Он достал из кармана мой фунт и протянул его мне. Когда миссис Ллевелин принесла десерт, он сообщил ей, что тайна раскрыта. Она ответила, что рада это слышать, но выражение ее лица явно давало понять, что она раскусила мой хитрый план. Я понимаю, что все это характеризует меня не с лучшей стороны. Надо признаться, я ревновала.
Когда я пришла к доктору Бретуэйту в третий раз, Дейзи сказала, что я могу сразу пройти в кабинет. Меня встревожило неожиданное отклонение от заведенного порядка. Я привыкла, что перед сеансом у меня есть время на подготовку, чтобы сбросить последние остатки собственной личности и стать Ребеккой. Я помедлила у стола Дейзи, спросила:
– А что, мисс Кеплер сегодня не приходила?
Она уставилась на меня своими нежными голубыми глазами. Как хорошо быть Дейзи! Сразу видно, что ни одна мрачная мысль никогда не посещала ее хорошенькую головку. Наверное, когда ты работаешь в таком месте и каждый день наблюдаешь за богатыми лондонскими сумасшедшими, это очень способствует укреплению душевного здоровья. Она не ответила на мой вопрос, а лишь повторила, что доктор Бретуэйт готов принять меня прямо сейчас.

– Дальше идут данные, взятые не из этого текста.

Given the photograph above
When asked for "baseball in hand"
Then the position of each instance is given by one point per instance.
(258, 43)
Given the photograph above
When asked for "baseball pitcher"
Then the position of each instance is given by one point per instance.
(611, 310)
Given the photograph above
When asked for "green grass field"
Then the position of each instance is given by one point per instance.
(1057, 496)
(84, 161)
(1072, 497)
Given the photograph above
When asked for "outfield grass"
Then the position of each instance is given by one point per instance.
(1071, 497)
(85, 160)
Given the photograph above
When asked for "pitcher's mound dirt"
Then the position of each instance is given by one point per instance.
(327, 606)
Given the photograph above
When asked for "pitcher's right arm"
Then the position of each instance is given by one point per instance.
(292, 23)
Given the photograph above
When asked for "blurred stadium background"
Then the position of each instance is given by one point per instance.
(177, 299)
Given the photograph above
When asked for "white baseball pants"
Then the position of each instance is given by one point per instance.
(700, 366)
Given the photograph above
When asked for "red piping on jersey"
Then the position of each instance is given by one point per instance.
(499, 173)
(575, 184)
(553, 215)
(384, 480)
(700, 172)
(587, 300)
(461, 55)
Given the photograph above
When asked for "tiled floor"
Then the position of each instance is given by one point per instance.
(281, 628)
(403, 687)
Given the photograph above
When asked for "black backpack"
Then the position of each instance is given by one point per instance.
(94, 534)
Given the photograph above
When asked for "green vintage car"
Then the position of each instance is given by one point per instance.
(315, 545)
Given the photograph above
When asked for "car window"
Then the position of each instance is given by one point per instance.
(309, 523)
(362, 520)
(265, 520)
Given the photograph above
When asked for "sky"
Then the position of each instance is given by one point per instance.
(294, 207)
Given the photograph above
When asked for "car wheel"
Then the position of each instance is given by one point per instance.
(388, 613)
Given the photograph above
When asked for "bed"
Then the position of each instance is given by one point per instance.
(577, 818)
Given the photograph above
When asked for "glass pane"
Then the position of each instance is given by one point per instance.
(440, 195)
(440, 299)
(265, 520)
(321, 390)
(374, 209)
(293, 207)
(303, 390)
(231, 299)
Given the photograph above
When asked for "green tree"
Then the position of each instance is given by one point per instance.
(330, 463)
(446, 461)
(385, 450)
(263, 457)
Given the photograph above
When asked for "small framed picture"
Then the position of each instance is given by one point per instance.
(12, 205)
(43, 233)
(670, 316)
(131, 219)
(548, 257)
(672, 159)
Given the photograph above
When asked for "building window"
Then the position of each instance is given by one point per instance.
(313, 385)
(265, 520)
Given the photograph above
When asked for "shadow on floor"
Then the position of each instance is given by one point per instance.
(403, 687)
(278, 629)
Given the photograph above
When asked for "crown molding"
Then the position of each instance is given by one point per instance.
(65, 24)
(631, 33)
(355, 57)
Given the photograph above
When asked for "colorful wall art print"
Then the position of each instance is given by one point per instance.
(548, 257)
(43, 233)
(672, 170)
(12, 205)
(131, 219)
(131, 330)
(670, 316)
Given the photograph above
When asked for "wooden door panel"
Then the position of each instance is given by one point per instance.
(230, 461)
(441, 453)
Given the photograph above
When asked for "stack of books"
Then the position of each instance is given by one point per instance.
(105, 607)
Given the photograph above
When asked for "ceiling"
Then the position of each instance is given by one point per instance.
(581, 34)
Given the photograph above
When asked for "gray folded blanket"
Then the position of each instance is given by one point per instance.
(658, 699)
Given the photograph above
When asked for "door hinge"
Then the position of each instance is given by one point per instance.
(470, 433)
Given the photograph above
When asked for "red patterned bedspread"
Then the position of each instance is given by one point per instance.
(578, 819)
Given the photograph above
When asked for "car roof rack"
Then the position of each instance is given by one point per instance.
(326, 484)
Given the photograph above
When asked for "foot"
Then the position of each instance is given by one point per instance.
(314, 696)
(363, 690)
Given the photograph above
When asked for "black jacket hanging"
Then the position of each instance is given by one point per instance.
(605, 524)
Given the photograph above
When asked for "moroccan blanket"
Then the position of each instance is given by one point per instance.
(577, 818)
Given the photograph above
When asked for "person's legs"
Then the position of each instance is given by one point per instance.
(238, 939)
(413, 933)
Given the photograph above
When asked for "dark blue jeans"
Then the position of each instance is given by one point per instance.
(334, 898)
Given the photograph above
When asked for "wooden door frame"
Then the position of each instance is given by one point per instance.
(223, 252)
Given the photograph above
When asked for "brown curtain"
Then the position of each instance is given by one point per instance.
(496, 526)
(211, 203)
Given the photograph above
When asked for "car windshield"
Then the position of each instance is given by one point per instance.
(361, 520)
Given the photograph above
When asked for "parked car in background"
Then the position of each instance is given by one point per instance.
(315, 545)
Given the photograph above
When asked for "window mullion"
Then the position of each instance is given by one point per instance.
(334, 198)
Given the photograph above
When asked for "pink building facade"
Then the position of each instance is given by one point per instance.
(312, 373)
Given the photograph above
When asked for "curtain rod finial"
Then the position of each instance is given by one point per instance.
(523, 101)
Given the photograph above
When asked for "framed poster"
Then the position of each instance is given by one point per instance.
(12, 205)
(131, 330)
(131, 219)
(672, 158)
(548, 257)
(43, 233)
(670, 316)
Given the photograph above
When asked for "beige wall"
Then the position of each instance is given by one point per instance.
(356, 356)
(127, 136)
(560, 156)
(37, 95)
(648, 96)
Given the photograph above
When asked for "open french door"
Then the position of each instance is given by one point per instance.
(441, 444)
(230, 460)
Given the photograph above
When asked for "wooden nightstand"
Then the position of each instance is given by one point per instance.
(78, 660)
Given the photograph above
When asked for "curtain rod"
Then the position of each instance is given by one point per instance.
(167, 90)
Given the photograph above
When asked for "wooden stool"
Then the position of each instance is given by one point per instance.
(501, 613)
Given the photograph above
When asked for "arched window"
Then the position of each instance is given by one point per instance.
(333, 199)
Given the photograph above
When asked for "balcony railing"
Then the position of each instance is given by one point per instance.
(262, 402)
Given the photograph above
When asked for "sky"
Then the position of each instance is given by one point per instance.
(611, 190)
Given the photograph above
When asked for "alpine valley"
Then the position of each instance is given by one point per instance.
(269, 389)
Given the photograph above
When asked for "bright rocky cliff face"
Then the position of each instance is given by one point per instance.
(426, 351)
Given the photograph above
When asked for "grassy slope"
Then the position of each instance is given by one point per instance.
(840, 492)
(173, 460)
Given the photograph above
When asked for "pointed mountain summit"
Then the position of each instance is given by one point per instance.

– Она заболела? – продолжала расспрашивать я.
Лицо Дейзи сделалось на удивление строгим.
– Вы сами знаете, мисс Смитт, что я не могу обсуждать с вами других посетителей. – Она наклонилась вперед, перегнувшись через стол, и добавила театральным шепотом: – Вам даже не следует знать ее имя.
Ее заговорщический тон как бы намекал на некое соучастие между нами.
– Я понимаю, – ответила я, но все равно продолжала стоять у стола. У меня было предчувствие, что произошло что-то страшное; что мисс Кеплер одолело желание причинить себе вред. – Я знаю, это прозвучит глупо, – сказала я, – но мне не хотелось бы, чтобы с ней что-то случилось.
Дейзи еще больше понизила голос:
– У вас нет причин беспокоиться.
Однако она не сказала, что ничего не случилось.
В этот момент появился доктор Бретуэйт, но не выглянул в приемную из своего кабинета, а вошел с лестничной клетки. Ощущение было такое, будто я встретила его двойника. Он выглядел еще более взъерошенным, чем обычно. Он был босиком, рубашка была не заправлена в брюки. Дейзи отодвинулась от меня и принялась что-то печатать. Ее щеки залились румянцем. Бретуэйт перевел взгляд с нее на меня.
– Если вы предпочитаете тратить свои пять гиней на консультацию с Дейзи, мисс Смитт, я вовсе не против. Я пойду в паб и оставлю вас наедине. Или же… – Он прошел через приемную и распахнул дверь в свою берлогу. Он стоял так, что мне пришлось пройти почти вплотную к нему, и он заметил, что у меня новые духи. Это правда. В обеденный перерыв я надушилась из пробника в бутике парфюмерии на Тоттенхэм-Корт-роуд. Слова Бретуэйта лишь укрепили мое ощущение, что в нем есть что-то почти сверхъестественное. Он не просто заметил, что я надушилась, но и отличил нынешний аромат от того, который я носила раньше. От этой мысли у меня по спине побежали мурашки. Он вошел в кабинет следом за мной, причем держался так близко, что я затылком ощущала его дыхание. Он закрыл дверь, и в этом жесте была какая-то нарочитая необратимость. У меня появилось неприятное ощущение, что он знает обо мне всю подноготную; он знает, что я не та, за кого себя выдаю.